Я криво улыбаюсь. Не получается разговор. Жду, что будет дальше.

– А что вы можете сказать про эту поездку на Юг 6-го августа 71-го года? – задаёт первый раз вопрос чёрные очки. Мгновенно в мозгу отщёлкивает: «кажется, промахнулись, ведь не 6-го, а 7-го отъехали, если не ошибаюсь», – и я без всякой заминки отвечаю:

– Ничего из этой поездки не получилось.

– Как не получилось?

– Да так, она не состоялась, и я просто отвёз Солженицына на вокзал.

– Как на вокзал!? – оторопел и весь на меня через стол наваливается чёрные очки. – Ну, знаете…

Я думал, спросят какой вокзал, да нет, не спросили.

– Ну что же, разговор у нас не получился, – говорит чёрные очки со злобой. И с угрозой!

– Да, не получился, – вторит ему рыжий и, не вставая со своего стула за столом, величественно протягивает руку к двери. Я понимаю, что «аудиенция окончена», встаю и направляюсь к вешалке, где висит моя шуба.

– А вы всё-таки подумайте как следует и позвоните нам.

– Нет, звонить я не буду, посылайте повестку.

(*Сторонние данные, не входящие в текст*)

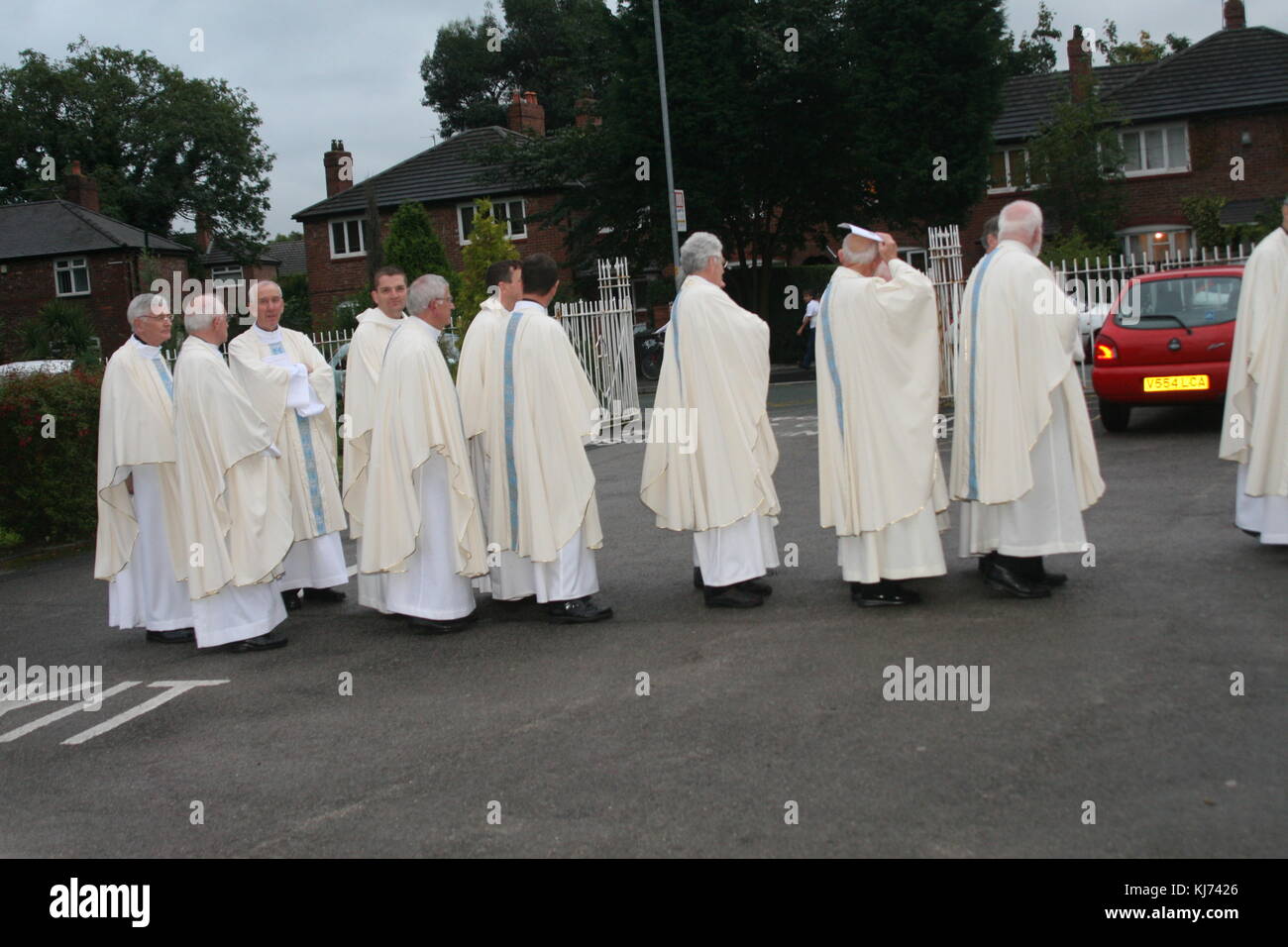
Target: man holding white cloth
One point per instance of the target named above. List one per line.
(720, 484)
(292, 388)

– Значит, повестку? Окончательно?

– Да, повестку. Окончательно.

– И не вздумайте что-либо уничтожать у себя.

– Мне нечего уничтожать.

– Уже всё успели распихать? – срывается. – Как хорошо!

Не отвечаю. Одеваюсь.

– И не рекомендую говорить о сегодняшней встрече со Столяровой, несмотря на ваши близкие отношения. Мы её сами вызовем.

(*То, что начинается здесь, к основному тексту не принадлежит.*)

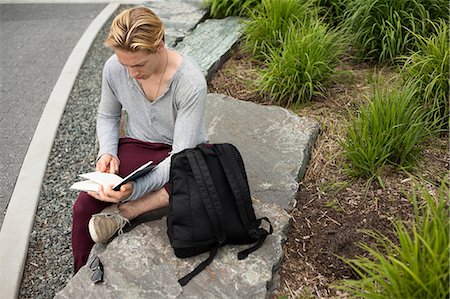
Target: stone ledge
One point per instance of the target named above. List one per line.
(211, 42)
(141, 264)
(275, 144)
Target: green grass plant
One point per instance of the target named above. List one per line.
(388, 131)
(430, 68)
(386, 29)
(299, 69)
(332, 10)
(270, 22)
(219, 9)
(413, 265)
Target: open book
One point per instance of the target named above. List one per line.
(95, 179)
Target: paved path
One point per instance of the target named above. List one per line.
(36, 40)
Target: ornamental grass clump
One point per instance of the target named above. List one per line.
(299, 69)
(332, 10)
(388, 131)
(386, 29)
(429, 67)
(269, 23)
(413, 265)
(224, 8)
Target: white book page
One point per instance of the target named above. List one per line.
(103, 178)
(85, 186)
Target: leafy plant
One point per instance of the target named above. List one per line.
(388, 131)
(299, 70)
(332, 10)
(270, 22)
(413, 266)
(430, 68)
(224, 8)
(386, 29)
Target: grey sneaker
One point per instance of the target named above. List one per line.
(104, 225)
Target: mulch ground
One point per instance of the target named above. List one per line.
(332, 208)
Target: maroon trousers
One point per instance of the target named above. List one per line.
(132, 154)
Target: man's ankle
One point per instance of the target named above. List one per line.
(125, 210)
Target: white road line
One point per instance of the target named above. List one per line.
(19, 218)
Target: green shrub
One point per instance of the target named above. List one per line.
(416, 265)
(297, 71)
(386, 29)
(388, 131)
(269, 23)
(332, 10)
(224, 8)
(430, 68)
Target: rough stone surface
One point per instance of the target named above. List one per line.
(275, 144)
(179, 17)
(210, 43)
(141, 264)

Не отвечаю, конечно, но моё лицо ничего, кроме омерзения, от этого шантажа выражать не может.

– А Чуковской можете рассказать…

Это ещё что за фокусы? А, наплевать!

Поворачиваюсь и собираюсь выходить. Из-за спины мне открывает дверь чёрные очки и даёт знак вертухаю у второй двери меня выпустить. Тот отворяет дверь, я выхожу из коридорчика, не оборачиваясь прохожу приёмную и выхожу на улицу. Спиной какое-то время чувствую взор чёрных очков.

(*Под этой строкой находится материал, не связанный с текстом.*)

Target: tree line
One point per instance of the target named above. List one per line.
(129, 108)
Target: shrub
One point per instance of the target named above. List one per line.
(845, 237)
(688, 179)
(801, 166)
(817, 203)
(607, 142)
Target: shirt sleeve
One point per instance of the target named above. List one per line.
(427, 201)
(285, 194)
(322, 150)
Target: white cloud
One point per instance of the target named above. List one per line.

На улице тот же день. Всё продолжалось часа полтора. Выхожу к «большому дому», потом на площадь, посреди которой стоит памятник. Вот здесь-то как раз накануне Святой Троицы я и передал «Архипелаг»! А вы – и не знаете!

Эх, хорошо же жить на белом свете! Из «Детского мира» звоню домой, потом иду выпить кофе на Сретенку… Ещё через день-два долго гуляю с Люшей по заснеженным дворам и задворкам в районе Миусских и Ямских улиц.

Хороший был день, удачный день! До сих пор я им доволен (и собой немного!).

Дважды пытался устным способом подробно передать в Вермонт о случившемся, но не получилось. С тех пор пока тихо. Вот, правда, ОВИР в 1977 отказал в поездке за границу. Но это мы переживём.

А. А. Угримов

 

[45]

Париж, 29 октября 1977

 

Дорогой А. И.!

 

…Ваши хорошие слова о моём возвращении ввергают меня в смущение – чуть неловко, словно люди тебя переоценивают, а ты помалкиваешь… А ведь всё получилось благодаря Вам, представьте себе.